Colômbia e a falência de um modelo de Estado
(*) Natali Hoff
Com um movimento contrário à proposta de reforma de Iván Duque, as manifestações na Colômbia duraram mais de 49 dias, mas o comitê de paralisação nacional, que reúne as principais centrais sindicais, decidiu suspender temporariamente as passeatas. Mas situação continua problemática no país.
A violência e a repressão policial a manifestantes, não apenas potencializaram a capacidade de mobilização dos colombianos, como também ampliaram o leque das reivindicações dos grupos sociais envolvidos. Na verdade, a situação atual colombiana é resultado das profundas clivagens sociais existentes no país e da incapacidade do Estado em responder de forma efetiva às contradições econômicas e securitárias no campo e nas cidades.
O movimento que tomou as ruas colombianas combina a mobilização de grupos vinculados à classe trabalhadora, aos campesinos e às populações indígenas, demonstrando que a reforma tributária constituía apenas um dos problemas que afligem a sociedade. Em essência, o que se observa na Colômbia é a falência de um modelo de Estado e os efeitos de uma política de paz negligenciada pelo governo.
O primeiro ponto para se compreender o que acontece na Colômbia é observar as características socioeconômicas desse país. A Colômbia é o segundo país mais desigual da América Latina, ficando atrás apenas do Brasil. A pandemia acabou favorecendo o aprofundamento das desigualdades sociais empurrando uma camada cada vez maior da população à situação de pobreza monetária.
Assim, quando o governo anunciou uma reforma tributária que terminaria por aumentar os impostos sobre renda e consumo, recaindo mais pesadamente sobre as classes média e baixa. Diante do atual cenário, a população rechaçou largamente tal medida, de modo que a adesão aos movimentos de rua se deu em larga escala.

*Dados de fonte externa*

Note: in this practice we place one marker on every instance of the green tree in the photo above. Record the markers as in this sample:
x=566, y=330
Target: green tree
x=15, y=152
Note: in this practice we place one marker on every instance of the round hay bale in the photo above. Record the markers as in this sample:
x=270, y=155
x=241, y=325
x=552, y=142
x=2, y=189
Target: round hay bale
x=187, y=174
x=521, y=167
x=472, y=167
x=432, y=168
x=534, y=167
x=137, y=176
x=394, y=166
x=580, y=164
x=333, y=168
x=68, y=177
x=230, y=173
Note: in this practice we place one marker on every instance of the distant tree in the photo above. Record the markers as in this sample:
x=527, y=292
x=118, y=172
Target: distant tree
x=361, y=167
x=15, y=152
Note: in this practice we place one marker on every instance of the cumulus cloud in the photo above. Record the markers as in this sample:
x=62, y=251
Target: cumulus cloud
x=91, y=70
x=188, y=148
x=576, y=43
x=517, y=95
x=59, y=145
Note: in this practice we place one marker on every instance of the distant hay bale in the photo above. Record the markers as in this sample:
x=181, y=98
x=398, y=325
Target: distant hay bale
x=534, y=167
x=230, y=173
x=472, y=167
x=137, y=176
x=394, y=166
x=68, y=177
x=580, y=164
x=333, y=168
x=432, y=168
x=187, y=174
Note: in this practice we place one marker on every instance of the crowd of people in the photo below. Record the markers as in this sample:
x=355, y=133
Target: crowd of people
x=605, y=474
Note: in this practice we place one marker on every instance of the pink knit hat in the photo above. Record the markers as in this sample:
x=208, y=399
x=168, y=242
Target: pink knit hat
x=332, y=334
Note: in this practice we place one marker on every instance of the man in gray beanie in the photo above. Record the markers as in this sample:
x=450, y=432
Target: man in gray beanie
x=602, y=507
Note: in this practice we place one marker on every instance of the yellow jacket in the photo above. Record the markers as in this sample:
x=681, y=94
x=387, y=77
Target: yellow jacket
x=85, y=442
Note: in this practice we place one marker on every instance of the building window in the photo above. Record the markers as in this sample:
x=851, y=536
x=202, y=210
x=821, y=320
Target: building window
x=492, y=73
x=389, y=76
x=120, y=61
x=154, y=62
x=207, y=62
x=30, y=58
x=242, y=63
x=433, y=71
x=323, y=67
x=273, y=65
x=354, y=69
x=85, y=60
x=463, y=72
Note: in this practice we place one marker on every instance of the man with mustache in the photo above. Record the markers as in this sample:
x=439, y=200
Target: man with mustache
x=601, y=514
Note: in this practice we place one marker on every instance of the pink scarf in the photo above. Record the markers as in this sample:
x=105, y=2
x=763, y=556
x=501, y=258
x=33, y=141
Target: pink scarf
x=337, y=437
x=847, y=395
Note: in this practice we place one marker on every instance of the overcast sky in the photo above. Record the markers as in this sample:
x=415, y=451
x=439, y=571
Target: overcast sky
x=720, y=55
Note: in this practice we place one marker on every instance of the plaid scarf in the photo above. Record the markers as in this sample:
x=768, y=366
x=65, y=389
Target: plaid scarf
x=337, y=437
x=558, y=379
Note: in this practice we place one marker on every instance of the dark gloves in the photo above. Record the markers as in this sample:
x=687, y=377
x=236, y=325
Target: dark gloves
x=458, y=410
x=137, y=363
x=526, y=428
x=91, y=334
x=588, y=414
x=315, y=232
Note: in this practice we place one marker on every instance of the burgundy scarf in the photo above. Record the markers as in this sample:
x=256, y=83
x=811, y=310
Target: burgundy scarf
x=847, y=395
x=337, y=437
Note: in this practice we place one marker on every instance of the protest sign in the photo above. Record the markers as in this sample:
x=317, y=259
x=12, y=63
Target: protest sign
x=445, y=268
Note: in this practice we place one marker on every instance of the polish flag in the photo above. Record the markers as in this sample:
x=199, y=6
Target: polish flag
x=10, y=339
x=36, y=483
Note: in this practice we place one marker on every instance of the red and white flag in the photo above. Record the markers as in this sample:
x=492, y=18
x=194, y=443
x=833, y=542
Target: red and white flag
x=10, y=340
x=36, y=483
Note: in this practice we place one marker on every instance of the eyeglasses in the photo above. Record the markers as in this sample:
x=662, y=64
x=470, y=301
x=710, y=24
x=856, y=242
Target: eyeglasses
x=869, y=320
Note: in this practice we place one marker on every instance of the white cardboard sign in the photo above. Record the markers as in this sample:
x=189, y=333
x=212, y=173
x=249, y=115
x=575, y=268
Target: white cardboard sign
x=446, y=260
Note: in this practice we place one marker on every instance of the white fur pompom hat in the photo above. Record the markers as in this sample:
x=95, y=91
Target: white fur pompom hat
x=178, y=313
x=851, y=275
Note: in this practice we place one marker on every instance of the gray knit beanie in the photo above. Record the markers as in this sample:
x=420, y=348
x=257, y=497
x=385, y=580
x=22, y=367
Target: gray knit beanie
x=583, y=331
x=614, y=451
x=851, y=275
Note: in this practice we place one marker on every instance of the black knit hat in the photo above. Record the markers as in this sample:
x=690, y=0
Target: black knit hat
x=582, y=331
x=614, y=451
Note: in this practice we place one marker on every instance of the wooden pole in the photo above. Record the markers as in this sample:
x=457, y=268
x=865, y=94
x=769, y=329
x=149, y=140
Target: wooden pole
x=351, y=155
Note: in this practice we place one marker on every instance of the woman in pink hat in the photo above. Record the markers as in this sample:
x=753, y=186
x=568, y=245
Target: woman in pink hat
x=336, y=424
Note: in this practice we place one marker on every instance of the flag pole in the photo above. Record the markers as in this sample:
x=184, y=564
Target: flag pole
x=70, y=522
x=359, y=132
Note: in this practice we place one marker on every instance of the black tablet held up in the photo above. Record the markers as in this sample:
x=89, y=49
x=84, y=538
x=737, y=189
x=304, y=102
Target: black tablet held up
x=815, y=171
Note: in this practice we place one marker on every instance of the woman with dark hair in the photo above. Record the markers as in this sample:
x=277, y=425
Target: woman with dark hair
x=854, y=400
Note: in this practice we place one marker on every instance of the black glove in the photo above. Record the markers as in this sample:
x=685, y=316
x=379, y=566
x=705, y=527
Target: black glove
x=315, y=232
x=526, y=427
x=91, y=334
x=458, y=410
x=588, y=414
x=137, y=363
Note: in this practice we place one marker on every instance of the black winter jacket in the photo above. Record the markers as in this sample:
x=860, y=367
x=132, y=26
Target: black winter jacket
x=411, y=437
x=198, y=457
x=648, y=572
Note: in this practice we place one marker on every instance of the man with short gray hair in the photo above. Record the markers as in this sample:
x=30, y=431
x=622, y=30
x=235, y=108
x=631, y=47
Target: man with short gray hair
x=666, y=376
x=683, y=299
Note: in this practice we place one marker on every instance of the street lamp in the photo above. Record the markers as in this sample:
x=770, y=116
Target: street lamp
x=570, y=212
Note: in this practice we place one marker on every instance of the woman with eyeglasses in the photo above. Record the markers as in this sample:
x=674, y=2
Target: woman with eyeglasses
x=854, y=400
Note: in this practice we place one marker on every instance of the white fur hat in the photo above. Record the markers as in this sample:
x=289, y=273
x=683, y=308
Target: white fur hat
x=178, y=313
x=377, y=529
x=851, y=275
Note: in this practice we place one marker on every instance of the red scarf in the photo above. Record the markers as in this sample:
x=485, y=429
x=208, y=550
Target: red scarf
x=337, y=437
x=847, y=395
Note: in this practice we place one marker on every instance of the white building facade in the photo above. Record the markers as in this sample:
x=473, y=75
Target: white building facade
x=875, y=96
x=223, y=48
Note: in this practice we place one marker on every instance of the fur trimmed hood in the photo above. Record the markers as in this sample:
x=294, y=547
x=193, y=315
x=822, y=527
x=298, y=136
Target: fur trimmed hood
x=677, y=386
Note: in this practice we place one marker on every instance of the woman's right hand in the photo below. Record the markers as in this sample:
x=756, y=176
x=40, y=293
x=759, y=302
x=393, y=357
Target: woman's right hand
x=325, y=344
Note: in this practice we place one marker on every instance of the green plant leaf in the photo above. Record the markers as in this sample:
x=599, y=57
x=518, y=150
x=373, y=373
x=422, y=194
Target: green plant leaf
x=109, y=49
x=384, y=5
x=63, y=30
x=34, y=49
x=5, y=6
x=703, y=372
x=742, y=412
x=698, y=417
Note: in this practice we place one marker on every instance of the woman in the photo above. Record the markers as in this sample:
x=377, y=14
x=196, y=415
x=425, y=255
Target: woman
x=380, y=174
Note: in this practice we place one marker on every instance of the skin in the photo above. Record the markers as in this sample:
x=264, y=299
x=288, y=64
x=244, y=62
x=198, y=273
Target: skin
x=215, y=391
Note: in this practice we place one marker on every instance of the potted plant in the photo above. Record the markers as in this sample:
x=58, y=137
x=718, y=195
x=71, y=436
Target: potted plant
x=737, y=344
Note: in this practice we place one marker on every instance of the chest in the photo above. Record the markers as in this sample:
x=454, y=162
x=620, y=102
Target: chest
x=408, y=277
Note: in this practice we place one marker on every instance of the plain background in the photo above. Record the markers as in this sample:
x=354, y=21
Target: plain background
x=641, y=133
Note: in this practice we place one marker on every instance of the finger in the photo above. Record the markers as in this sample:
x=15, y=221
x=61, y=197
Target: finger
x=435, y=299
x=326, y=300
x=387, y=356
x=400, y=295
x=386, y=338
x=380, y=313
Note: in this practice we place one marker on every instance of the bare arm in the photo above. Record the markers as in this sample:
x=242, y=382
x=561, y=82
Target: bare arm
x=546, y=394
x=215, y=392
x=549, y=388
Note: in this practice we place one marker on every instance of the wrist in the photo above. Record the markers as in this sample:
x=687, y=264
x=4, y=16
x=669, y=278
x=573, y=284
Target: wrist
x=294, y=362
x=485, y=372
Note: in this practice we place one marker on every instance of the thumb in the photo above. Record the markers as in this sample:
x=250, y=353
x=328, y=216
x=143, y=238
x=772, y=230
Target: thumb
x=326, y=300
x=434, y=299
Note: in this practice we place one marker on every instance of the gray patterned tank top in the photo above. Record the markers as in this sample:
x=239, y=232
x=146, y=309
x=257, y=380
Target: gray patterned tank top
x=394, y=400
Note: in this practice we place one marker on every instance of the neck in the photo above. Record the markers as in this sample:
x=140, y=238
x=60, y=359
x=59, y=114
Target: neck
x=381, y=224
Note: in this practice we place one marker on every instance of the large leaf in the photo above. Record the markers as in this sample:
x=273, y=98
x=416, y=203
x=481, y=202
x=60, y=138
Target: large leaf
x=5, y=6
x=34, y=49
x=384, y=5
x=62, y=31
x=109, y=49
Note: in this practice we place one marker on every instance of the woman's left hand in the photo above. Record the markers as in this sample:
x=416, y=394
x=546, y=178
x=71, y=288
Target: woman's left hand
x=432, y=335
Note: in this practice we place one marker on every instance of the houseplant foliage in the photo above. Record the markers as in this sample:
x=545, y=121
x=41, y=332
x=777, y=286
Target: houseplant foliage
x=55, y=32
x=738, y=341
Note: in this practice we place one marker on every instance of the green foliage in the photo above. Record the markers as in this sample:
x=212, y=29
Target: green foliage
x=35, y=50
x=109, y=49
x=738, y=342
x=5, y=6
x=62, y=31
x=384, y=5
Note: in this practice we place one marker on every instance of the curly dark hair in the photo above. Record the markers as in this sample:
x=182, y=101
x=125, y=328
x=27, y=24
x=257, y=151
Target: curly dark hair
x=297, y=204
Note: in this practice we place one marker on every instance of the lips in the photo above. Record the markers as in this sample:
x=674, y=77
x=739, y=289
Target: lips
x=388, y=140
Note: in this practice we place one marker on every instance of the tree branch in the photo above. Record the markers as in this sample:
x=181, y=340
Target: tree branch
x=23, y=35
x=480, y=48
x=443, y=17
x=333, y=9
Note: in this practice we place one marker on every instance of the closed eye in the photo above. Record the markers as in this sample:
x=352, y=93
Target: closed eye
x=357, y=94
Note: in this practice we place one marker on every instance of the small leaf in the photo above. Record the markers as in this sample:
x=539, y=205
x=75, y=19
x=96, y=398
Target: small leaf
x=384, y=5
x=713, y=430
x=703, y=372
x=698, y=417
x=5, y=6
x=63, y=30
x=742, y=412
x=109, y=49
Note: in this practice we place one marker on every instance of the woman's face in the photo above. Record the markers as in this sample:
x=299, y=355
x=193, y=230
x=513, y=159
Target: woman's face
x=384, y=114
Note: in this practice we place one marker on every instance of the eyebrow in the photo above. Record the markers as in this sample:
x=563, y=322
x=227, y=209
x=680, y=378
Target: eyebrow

Com a população colombiana nas ruas, especialmente aqueles grupos que se encontram em situação de maior vulnerabilidade econômica e social, a resposta do governo foi a repressão e a violência. A polícia colombiana é altamente militarizada, treinada e aparatada para enfrentar grupos guerrilheiros e narcotraficantes. Por conseguinte, um dos efeitos da ‘guerra às drogas’ no país foi a construção de um aparato repressivo com capacidade de atender a uma política de confronto. A combinação entre a violência policial e a mobilização social foi catastrófica: logo após os primeiros dias de protestos os colombianos já contavam quantos manifestantes haviam perdido a vida em decorrência do uso excessivo da força pela Polícia Nacional. Esse cenário não teve como efeito a diminuição dos protestos. Muito pelo contrário, as manifestações passaram a se espalhar mais e a atrair mais colombianos.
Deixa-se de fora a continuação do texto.